It is very important that you have the credentials for an administrator account when connecting over RDP otherwise it will NOT work!
The full command I will be using on my Kali machine is as follows:
# xfreerdp /drive:Tools,/root/Tools /v:192.168.149.132 /u:DFIR-Windows /p
A breakdown and explanation of the parameters/options used within this command:
Redirects a local folder to the remote machine, in this case the ‘local folder’ path is /root/Tools and the ‘remote name’ is ‘Tools’. This will display a drive on the target machine called ‘Tools on Kali’ which will contain any files/directories within /root/Tools.
Specifies the IP address/hostname of our target machine.

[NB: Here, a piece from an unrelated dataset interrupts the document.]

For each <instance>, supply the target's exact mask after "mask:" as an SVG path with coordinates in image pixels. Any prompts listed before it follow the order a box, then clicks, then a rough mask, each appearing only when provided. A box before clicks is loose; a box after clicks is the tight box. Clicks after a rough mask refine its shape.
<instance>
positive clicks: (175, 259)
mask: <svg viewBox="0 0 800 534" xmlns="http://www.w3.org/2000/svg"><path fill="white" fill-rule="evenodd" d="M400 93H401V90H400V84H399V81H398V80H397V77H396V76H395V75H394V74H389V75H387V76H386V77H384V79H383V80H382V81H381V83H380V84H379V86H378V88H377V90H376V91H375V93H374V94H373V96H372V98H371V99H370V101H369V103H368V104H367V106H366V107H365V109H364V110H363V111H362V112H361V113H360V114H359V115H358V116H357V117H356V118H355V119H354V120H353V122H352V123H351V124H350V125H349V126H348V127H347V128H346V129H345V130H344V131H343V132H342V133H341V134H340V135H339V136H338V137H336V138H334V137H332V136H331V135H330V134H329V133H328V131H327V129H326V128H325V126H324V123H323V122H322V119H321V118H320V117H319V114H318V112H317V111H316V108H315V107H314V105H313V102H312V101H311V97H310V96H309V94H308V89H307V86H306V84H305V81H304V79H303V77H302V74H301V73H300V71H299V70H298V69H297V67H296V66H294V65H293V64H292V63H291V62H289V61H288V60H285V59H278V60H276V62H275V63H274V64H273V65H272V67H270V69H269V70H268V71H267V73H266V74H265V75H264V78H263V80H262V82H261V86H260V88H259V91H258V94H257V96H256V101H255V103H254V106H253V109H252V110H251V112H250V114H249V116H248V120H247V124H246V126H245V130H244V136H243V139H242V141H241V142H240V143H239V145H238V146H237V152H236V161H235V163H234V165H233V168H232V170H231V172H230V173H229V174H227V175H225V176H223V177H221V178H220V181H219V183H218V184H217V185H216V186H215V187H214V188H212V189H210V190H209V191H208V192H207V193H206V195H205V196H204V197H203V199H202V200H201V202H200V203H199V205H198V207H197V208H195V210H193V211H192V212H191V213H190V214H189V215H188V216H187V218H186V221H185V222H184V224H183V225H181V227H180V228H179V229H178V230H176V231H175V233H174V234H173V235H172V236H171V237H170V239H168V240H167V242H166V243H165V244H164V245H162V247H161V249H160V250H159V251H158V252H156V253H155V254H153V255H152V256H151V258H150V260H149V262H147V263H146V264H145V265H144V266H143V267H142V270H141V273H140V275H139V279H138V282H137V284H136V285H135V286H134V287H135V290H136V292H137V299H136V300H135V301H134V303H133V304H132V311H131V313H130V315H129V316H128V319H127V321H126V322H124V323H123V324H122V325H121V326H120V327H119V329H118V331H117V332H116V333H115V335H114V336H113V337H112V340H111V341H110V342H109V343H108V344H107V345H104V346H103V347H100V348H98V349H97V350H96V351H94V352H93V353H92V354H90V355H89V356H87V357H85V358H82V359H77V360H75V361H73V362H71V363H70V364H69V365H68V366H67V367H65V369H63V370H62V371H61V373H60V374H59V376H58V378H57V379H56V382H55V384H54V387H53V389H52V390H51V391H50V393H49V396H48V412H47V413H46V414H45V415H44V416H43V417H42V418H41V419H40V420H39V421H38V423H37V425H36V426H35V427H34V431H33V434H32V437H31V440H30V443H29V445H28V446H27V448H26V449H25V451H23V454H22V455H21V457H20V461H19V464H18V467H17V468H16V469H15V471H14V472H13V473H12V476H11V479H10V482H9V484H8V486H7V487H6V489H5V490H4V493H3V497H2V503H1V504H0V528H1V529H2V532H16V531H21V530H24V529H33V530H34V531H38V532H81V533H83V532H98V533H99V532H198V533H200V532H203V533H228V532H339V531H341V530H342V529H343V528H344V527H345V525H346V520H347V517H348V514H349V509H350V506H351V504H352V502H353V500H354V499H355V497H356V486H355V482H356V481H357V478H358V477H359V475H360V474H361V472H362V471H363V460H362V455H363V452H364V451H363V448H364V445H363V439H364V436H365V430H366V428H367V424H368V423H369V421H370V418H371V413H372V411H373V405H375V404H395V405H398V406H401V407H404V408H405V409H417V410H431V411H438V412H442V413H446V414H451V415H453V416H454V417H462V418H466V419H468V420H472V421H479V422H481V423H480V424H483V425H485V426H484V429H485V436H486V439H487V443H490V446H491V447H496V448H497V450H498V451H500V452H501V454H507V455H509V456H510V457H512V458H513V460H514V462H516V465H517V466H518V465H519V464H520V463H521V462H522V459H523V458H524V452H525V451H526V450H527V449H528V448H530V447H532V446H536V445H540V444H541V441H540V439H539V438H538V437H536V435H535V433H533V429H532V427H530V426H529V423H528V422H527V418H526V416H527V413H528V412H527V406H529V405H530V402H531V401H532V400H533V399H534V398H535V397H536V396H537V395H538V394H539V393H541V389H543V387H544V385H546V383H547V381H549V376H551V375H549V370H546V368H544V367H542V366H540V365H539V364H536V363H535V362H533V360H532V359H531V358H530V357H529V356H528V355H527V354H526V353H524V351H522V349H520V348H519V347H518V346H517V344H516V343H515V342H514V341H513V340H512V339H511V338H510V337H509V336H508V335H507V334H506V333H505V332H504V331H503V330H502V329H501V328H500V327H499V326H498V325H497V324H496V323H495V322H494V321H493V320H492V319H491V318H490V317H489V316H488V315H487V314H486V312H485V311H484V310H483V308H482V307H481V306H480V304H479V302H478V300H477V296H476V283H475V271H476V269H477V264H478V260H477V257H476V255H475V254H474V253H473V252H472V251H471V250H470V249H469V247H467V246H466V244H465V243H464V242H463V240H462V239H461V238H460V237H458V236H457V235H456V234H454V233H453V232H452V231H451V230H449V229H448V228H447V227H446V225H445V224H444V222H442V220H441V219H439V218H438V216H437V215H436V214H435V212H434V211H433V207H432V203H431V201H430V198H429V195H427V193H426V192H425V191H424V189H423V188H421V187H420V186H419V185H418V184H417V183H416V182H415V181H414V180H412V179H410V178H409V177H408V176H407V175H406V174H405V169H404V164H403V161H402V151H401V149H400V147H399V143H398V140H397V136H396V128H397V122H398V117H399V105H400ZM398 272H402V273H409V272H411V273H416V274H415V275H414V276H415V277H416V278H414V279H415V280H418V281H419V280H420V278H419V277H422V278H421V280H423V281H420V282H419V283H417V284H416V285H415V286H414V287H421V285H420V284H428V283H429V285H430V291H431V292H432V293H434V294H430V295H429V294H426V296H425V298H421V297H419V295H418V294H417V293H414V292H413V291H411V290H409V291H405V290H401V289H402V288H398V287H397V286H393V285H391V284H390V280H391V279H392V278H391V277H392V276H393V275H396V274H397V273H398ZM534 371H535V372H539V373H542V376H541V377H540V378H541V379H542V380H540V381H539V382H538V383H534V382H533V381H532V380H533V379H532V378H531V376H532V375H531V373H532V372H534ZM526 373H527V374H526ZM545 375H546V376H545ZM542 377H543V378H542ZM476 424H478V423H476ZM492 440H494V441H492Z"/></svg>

The name of the user account you are logging in as on the target machine.
Prompts for the password of the user account you specify with the ‘/u:’ flag. It should be noted that you can supply the password within the argument (/p:<password>), but it is not recommended to have the password in plaintext for security reasons.
As shown above, we have a successful RDP connection to our target machine; now we need to be able to run some information-gathering programs. Since we have redirected a local folder from our Kali machine, we can simply add Windows executable programs to said folder, to then be run while connected over RDP. For testing purposes, I have added the EnCase Imager and Process Explorer executables to /root/Tools. These can be accessed on the target machine by navigating to the ‘Tools on Kali’ drive in Windows Explorer and then it is a simple matter of executing them just as you would any Windows program.

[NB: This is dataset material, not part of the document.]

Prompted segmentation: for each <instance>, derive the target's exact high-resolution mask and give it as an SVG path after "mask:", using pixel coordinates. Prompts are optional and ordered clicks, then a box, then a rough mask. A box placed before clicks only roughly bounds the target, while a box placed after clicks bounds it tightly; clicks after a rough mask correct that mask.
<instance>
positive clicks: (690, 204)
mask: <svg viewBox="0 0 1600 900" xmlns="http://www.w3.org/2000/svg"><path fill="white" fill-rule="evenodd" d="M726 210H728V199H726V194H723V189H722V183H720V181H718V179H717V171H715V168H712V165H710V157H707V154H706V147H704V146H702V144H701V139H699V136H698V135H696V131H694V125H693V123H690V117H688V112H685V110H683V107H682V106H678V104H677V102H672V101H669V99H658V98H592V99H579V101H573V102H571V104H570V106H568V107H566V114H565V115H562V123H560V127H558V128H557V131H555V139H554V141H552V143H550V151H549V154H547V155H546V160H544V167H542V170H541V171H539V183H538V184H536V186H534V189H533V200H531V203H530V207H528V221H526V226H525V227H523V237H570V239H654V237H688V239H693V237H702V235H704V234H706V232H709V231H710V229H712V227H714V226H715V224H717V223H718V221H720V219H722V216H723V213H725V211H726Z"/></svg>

The below screenshot shows the ‘Process Explorer’ program being run on the target machine over RDP:
Using the EnCase executable, we can also dump the physical memory of the target machine directly to our redirected drive. To do this, simply open EnCase Imager, click ‘Add Local Device’ and then tick the option ‘Enable Physical Memory’ (You can also select ‘Enable Process Memory’ if you desire). Then tick the box next to ‘RAM’ and click ‘Finish’. Finally, select ‘RAM’ in the tree pane and then ‘Acquire’, you will then be prompted for details as shown in the screenshot below.
In this instance, I had assigned the Windows 10 target machine 2GB of RAM, which only took around 5 minutes to acquire and verify. The result was a memory dump file in the compressed Expert Witness format (Ex01) which can then later be analyzed with software of your choice.
I did not have time to test many other tools/methods, but it should be noted that I ran into some difficultly using Windows programs that came with library files. However, programs that are contained within a single Portable Executable (PE) file should work just fine. It is also possible to execute batch scripts that could gather volatile information such as the routing table, cache files, event log files, etc. (complying with RFC 3227) and write them to an output file on the shared drive (which has a pathname of \\tsclient\<name> where the name is the first parameter given in the ‘xfreerdp’ drive option).
Thank you for reading and I hope this information has taught you something new!